In August 2021, Lori Bender became the new coordinator for SelfDesign Home Learning, our home-schooling option for families seeking even more independence than our kindergarten-to-grade 12 option, SelfDesign Learning Community. SelfDesign Home Learning is our most flexible learning option for families who wish to take on the responsibility for their child’s education and are not concerned with BC Ministry of Education and Child Care requirements.

Lori has worked behind the scenes in different administration and support roles at SelfDesign for many years, where she has supported programs, offerings, learners, families, educators and other SelfDesign contractors. She is also the steward of Subscriptions offerings, the suite of online learning subscriptions that we make available to learners free of charge each learning year. She is the server administrator for SelfDesign Learning Community’s popular Minecraft group. In that role, she helps the group’s educator–facilitator Michael (and her spouse) support the 60–100 SelfDesign learners who use the role-playing video-game platform each year to collectively negotiate how to design and build communities in SelfDesign’s own Minecraft world. Previously, she moderated SelfDesign’s Village of Conversations, a safe, secure online forum we offered until recently that served as a gathering place for our community members to connect with each other.
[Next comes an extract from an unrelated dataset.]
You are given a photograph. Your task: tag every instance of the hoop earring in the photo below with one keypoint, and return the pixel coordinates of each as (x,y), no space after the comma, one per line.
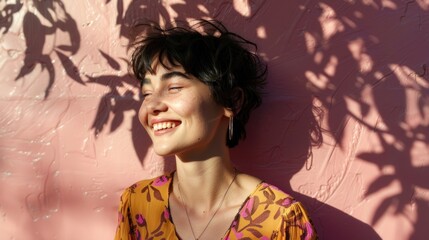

In addition, she is the parent of two learners who, at different times, chose SelfDesign Learning Community and SelfDesign Home Learning for their learning journeys and have since gone on to their adult lives.

With that diversity of experience with SelfDesign has come considerable insight. In this interview, Lori talks about her SelfDesign experience and shares some of the insights she has gained from it. We also learn more about Lori herself.

The interview has been edited for length and clarity.

SelfDesign (SD): What was your journey to SelfDesign?

Lori: I have a one-year certificate in Horticulture and took a year in college to do general courses, including psychology, which is a subject that fascinates me. I love computers and learned on my own how to work with communities online, as there was no such thing when I started. My past employment includes a horticulture adventure in a wholesale plant nursery, four or so years with a large, city daycare, and then self employment with my own daycare at home when I had young children.

SD: What brought you to SelfDesign?

Lori: A wonderful friend brought me to SelfDesign. She said that what I was doing with my children with home schooling was very similar to what SelfDesign does in their educational philosophy. Having an educator to be that bridge between my children and the BC Ministry of Education and Child Care seemed like the most supportive choice to make.

I have been with SelfDesign since about 2006. Our learning consultant was incredible, in keeping me on track and giving the support I needed in asking the questions so that I could observe and reflect my children’s learning back to her.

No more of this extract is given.